Ask me what I’m wearing


Ashlyn Awada, Contributing Writer

After seeing Yeezy look-alike slides all over campus, I decided to ask students about what they were wearing and why.

A few described articles and accessories that have been thrifted, passed along, or gifted and then restored. “This was my mother’s before, now I use it,” a student noted about the long black maxicoat he wears made from wool.

Two friends seated together in the library share styles. A necklace shined from the backdrop of a black sweater paired with a multicolored flannel jacket. “It’s actually a gold necklace that my dad got for my mom on their wedding day.”

The other friend stated interest in fast fashion, clothing designs produced fast at a low-cost readily available for consumers.

“You can’t really find a lot of cute jeans that don’t have holes, I like the holes… I’m wearing my converse. What are they called? Platform! There we go.” Smiling, “if I see a hijabi woman I know I can more than likely connect with them, go up to them and have a conversation where you know you’re going to have something in common. A couple weeks ago I was wearing these H&M kind of flare pants, and a girl stopped me, and she was like ‘I like your pants, where did you get them from?’ and it made me feel sick as hell, because I was like oh my god, someone likes my fit.”

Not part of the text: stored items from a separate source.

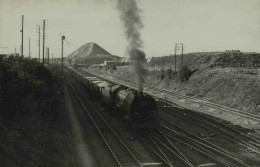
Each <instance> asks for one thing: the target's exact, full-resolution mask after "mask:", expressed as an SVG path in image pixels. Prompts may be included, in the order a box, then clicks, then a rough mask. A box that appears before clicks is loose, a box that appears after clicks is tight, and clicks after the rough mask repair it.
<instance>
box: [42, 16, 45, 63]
mask: <svg viewBox="0 0 260 167" xmlns="http://www.w3.org/2000/svg"><path fill="white" fill-rule="evenodd" d="M44 42H45V20H43V25H42V63H43V64H44V49H45V48H44Z"/></svg>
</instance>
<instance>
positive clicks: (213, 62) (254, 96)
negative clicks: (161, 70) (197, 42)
mask: <svg viewBox="0 0 260 167" xmlns="http://www.w3.org/2000/svg"><path fill="white" fill-rule="evenodd" d="M190 56H193V58H192V57H190ZM195 57H196V58H195ZM244 57H245V55H241V56H240V57H235V58H234V57H230V56H226V57H224V58H225V59H224V62H225V63H223V56H222V55H220V54H219V53H214V54H213V55H207V54H197V56H194V54H193V55H191V54H190V55H188V56H187V57H184V60H185V59H186V60H187V61H186V63H185V64H194V65H193V66H190V67H191V68H193V69H194V68H196V69H199V70H198V71H196V72H194V73H193V75H192V76H191V77H190V79H189V80H188V81H185V82H180V81H179V80H178V79H177V77H173V78H172V79H169V78H168V77H167V74H166V77H165V78H164V79H163V80H161V72H160V70H158V68H156V67H159V69H160V67H163V68H164V69H167V68H169V67H171V66H170V65H171V64H172V63H170V62H171V60H172V59H173V58H172V57H168V58H167V57H166V58H160V59H157V61H154V62H151V63H149V65H147V66H146V69H147V73H146V75H145V82H146V83H148V84H151V85H155V86H158V87H161V88H166V89H170V90H173V91H177V92H179V93H182V94H187V95H190V96H196V97H198V98H201V99H204V100H207V101H211V102H214V103H218V104H221V105H225V106H229V107H232V108H237V109H241V110H243V111H245V112H253V113H259V112H260V84H259V83H260V82H259V81H260V70H259V69H246V68H236V65H237V62H239V63H241V64H242V66H243V63H244V65H246V64H254V63H255V62H258V57H259V56H256V58H254V59H252V58H251V59H250V60H251V62H250V60H249V59H247V60H246V61H245V60H244V59H243V58H244ZM251 57H252V56H251ZM216 63H219V64H221V63H222V64H224V67H221V66H218V67H215V66H214V68H209V66H211V65H214V64H216ZM229 66H231V67H229ZM232 66H235V67H232ZM92 70H95V71H97V69H92ZM99 72H101V73H103V74H106V73H109V74H110V75H113V76H114V77H116V78H119V79H124V80H128V79H130V78H135V74H134V70H133V69H132V68H131V67H127V66H125V67H118V68H117V69H116V70H113V71H112V70H105V69H101V70H99Z"/></svg>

An employee working for the college since the early 2000s informed, “it has changed. It used to go from the hair, where you would see the mohawks, and then it went to colorful hair, and now a lot of people are tattooing. For awhile I was seeing many piercings: facial, neck, whatever. Some of them are a little interesting.”

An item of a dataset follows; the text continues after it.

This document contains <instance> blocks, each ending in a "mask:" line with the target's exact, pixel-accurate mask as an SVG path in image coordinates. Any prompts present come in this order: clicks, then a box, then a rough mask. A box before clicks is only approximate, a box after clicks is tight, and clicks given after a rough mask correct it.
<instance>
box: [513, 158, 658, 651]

She went on, “as far as clothes– I mean in the 2000s people were wearing lingerie for shirts: camisoles. Now I am seeing more baggier clothes. More clothes are becoming unisex. When my husband was younger, he wouldn’t be caught dead in pink, red okay, but not pink.”

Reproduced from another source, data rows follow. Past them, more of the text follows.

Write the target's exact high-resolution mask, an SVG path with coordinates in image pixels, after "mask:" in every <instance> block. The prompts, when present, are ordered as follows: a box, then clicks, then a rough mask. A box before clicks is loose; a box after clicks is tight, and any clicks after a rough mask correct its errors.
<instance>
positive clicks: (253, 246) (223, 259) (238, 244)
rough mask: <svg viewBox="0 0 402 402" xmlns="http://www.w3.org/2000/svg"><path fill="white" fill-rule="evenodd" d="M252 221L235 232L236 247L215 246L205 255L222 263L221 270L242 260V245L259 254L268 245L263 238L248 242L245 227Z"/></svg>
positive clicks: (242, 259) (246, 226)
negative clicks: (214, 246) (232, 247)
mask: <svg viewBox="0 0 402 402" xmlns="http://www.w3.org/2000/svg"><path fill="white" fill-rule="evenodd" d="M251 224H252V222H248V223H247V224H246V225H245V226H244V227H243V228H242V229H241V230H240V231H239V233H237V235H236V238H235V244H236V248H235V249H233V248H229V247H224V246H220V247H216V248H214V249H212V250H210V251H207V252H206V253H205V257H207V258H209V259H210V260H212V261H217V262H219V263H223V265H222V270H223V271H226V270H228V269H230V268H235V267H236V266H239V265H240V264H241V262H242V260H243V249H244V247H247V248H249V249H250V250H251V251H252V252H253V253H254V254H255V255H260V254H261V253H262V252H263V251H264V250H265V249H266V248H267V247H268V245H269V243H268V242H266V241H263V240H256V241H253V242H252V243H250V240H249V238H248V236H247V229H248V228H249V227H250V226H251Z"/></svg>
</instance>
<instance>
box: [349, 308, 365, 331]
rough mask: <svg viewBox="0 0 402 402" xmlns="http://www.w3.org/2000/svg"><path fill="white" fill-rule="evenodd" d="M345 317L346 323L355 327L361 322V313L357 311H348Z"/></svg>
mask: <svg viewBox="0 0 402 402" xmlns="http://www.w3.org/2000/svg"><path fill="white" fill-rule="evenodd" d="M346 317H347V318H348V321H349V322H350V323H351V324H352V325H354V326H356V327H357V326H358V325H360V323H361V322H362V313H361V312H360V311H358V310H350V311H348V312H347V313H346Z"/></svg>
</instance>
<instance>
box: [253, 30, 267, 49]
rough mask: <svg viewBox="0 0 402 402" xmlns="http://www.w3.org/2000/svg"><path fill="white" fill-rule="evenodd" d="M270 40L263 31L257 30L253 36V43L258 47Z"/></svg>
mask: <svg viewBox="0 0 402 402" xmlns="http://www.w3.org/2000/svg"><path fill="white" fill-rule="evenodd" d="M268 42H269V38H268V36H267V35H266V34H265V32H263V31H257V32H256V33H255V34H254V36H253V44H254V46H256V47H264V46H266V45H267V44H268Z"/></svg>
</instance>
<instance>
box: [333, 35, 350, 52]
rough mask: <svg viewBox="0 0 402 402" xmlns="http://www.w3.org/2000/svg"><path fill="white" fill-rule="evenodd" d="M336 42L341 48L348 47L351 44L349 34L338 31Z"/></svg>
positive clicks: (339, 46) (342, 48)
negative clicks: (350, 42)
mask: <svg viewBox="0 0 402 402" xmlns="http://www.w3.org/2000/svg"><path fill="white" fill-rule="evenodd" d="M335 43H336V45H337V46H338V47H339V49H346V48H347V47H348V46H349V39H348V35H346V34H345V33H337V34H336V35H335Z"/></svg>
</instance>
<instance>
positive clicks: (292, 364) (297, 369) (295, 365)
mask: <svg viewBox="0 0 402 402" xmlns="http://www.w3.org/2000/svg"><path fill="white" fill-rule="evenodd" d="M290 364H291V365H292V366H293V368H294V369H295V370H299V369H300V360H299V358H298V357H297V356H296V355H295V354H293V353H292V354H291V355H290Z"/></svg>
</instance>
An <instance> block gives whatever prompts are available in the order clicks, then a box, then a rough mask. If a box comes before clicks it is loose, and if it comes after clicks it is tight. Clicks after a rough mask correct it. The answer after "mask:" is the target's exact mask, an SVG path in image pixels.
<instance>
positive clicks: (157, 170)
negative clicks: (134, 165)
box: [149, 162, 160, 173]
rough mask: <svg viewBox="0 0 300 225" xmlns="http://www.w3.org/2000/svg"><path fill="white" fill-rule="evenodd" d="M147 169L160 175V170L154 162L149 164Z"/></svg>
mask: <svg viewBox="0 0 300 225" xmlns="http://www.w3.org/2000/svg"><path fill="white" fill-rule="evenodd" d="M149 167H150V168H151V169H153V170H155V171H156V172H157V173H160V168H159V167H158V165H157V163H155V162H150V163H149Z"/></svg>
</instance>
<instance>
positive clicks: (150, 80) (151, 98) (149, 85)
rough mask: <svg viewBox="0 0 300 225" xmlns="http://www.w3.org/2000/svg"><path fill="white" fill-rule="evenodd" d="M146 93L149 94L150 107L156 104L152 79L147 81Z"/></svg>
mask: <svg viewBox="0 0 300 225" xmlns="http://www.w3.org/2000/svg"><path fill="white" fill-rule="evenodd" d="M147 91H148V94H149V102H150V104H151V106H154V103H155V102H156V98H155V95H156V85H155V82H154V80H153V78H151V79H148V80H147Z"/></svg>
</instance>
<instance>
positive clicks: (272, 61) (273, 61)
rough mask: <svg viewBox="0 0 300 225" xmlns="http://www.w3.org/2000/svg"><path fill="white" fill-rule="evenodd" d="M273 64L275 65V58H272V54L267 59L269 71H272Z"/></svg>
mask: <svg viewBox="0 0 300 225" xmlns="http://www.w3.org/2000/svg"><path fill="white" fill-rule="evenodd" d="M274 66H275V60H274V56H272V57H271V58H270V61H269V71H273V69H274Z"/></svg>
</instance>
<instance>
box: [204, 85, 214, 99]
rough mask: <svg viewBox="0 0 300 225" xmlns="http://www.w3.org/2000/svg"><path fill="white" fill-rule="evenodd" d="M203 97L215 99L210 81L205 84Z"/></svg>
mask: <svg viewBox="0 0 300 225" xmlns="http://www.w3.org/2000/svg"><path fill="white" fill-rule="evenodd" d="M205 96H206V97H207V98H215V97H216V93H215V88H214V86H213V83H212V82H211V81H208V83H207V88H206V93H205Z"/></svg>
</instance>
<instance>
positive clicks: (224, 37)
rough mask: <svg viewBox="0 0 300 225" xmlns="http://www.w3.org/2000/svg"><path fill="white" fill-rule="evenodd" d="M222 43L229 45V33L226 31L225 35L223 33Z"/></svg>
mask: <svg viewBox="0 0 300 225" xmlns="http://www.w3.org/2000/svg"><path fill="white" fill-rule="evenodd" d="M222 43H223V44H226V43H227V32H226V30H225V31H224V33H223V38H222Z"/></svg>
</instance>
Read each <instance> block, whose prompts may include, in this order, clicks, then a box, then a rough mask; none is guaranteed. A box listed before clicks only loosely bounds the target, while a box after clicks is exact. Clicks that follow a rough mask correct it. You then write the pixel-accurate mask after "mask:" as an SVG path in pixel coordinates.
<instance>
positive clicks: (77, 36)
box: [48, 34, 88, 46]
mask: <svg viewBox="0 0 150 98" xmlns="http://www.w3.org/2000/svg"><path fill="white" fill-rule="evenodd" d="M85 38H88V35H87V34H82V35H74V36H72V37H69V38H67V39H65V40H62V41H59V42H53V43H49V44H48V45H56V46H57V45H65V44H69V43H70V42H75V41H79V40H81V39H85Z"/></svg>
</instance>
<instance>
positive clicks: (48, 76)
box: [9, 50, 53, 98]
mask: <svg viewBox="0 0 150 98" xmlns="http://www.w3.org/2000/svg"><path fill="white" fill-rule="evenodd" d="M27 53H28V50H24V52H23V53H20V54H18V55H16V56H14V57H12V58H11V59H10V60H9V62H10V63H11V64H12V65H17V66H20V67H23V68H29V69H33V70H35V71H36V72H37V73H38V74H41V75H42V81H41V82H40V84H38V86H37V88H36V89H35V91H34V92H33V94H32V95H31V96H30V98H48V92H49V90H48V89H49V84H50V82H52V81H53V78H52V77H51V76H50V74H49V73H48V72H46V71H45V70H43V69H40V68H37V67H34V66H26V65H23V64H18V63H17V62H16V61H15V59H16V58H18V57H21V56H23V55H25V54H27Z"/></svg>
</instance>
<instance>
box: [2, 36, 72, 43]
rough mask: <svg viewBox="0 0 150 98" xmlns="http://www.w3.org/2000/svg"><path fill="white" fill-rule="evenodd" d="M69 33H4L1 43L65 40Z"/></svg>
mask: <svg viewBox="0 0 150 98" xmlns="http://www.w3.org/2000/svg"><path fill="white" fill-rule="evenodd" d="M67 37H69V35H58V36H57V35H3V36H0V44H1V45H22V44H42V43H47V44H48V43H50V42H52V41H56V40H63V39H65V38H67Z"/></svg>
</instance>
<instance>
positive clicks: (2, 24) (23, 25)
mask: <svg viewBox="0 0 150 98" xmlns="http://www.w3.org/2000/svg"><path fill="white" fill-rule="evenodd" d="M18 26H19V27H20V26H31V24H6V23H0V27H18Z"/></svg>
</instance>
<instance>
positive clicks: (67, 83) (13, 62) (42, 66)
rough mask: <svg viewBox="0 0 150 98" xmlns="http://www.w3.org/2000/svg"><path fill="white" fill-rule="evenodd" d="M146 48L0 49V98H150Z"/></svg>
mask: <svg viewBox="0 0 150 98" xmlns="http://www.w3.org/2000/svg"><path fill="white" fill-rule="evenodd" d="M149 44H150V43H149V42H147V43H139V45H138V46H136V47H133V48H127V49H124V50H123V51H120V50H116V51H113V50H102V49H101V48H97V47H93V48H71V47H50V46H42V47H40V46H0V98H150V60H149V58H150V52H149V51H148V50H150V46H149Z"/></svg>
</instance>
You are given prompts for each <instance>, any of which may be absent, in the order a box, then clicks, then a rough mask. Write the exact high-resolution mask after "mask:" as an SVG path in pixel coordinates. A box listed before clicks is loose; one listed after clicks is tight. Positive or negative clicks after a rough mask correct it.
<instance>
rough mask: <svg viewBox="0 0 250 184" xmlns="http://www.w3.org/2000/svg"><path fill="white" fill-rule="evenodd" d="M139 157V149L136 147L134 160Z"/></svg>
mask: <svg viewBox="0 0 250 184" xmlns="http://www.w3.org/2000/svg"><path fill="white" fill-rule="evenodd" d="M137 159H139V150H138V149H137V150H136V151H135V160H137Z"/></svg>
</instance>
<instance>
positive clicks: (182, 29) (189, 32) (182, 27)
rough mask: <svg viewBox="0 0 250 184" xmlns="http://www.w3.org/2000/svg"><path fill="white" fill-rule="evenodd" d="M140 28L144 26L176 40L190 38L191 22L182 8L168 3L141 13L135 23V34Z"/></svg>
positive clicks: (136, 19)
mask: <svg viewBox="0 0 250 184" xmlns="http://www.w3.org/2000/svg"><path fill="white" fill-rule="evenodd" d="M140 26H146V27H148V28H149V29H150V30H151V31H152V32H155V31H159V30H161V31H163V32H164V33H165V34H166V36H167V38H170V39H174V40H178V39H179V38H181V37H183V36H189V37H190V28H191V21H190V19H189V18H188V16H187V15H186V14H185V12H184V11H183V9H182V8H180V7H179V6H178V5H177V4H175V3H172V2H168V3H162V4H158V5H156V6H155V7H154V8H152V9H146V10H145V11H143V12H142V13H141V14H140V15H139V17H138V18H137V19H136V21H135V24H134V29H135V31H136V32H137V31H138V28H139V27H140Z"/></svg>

She said she laughed at that.

And standing together a flight of stairs away invigorated by the topic of campus fashion, two students contrasted. They asserted “in Cameroon people prepare for university,” “it’s fashion police in school.” “Here we are just wearing clothes.”

A young student fully present described herself when asked. “Right now, I’m wearing something I named ‘the feeling of comfortability,’ I believe what you wear brings a sense of energy and it also brings feelings of confidence… I sometimes put on weird stuff, to me it’s not weird. I always look for differences.”

“I believe wherever you go, whatever you put on, gives you much of an inside of who you are… What you put on is you, and how you put it on is you:” one of her last reflections.